What is the term for this kind of statistical mistake?

Let’s say there is an industry of companies that make widgets. There are actually two types of widget, fluttering widgets and oscillating widgets, but the difference in functionality is subtle and not appreciated by most consumers, or anyone else. Most companies make both kind of widget anyway, and they are sold in roughly equal numbers.

After receiving scattered reports of deaths due to widget use, the government commissions a study, and said study concludes that the use of widgets leads to a 40% greater chance of a heart attack in both the widget user and anyone nearby.

Widgets are quickly banned.

However, in reality, the risk of a heart attack is a peculiar consequence of the mode of operation of fluttering widgets only. Fluttering widgets in fact increase your risk of a heart attack by 80%, yet oscillating widgets are perfectly safe.
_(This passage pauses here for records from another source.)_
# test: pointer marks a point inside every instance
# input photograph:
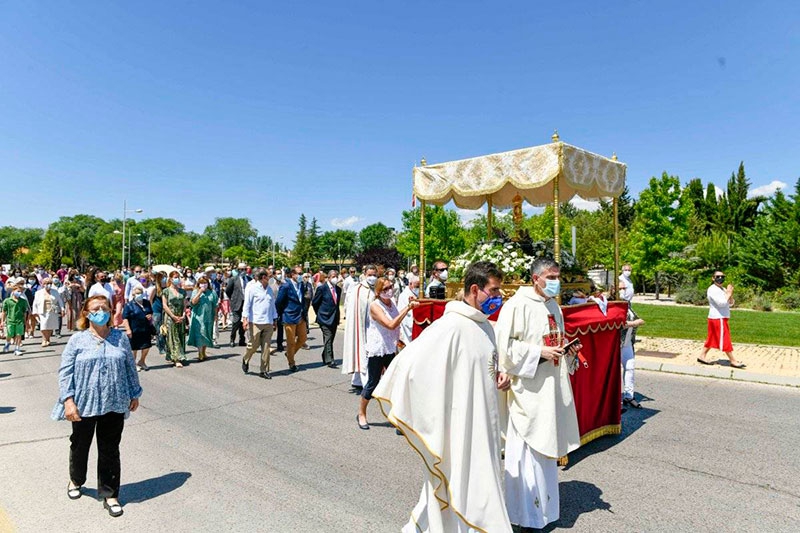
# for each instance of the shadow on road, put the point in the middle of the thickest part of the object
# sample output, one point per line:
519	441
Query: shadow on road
632	420
148	489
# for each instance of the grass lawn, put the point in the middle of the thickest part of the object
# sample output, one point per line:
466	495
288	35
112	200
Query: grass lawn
756	327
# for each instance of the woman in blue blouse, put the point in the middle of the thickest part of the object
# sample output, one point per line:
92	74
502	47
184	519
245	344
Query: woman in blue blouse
99	388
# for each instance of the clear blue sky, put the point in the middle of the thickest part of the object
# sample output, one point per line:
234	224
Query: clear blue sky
196	110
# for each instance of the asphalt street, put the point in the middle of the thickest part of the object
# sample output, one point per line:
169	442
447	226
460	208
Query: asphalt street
211	449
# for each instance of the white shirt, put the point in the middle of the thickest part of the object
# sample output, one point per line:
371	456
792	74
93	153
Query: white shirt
103	290
259	304
718	305
626	293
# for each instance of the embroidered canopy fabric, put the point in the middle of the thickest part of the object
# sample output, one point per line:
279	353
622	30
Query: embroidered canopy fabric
527	172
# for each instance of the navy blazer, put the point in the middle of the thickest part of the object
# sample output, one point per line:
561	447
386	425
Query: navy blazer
289	306
326	309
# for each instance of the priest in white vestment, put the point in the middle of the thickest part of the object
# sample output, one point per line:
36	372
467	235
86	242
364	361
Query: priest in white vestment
354	352
441	391
543	425
407	326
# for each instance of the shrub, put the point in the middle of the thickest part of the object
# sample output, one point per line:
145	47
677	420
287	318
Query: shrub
789	300
761	303
690	294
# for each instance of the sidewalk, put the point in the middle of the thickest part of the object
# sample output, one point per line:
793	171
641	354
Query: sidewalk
776	365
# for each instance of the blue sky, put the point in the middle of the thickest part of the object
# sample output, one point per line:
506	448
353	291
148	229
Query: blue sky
196	110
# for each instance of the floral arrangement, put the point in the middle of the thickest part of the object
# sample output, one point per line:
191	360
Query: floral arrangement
513	258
However, because no one appreciated the significance of the two different types of widget, the study did not even gather data on which deaths were associated with which type of widget, and the most accurate statistical correlation was never discovered.

Is there a name for this kind of statistical error? “Choosing too broad a sampling variable”, or something?

I would say ill-defined variables. As for the fallacy name, I would say this is a subset of hasty generalization.

Is it really as simple as that? It is not simply an ill-defined variable, it is a failure to recognize that a variable exists.

Error in model specification?

I don’t think that it is lack of recognition of the variable’s existence. For example, crooked tails are common in siamese cats so I do a study of 100 cats (8 of which are siamese) and get 8% of my sample has crooked tails. Are you claiming that I do not recognize that there are siamese and non-siamese cats? Instead I made my variable too general (all cats).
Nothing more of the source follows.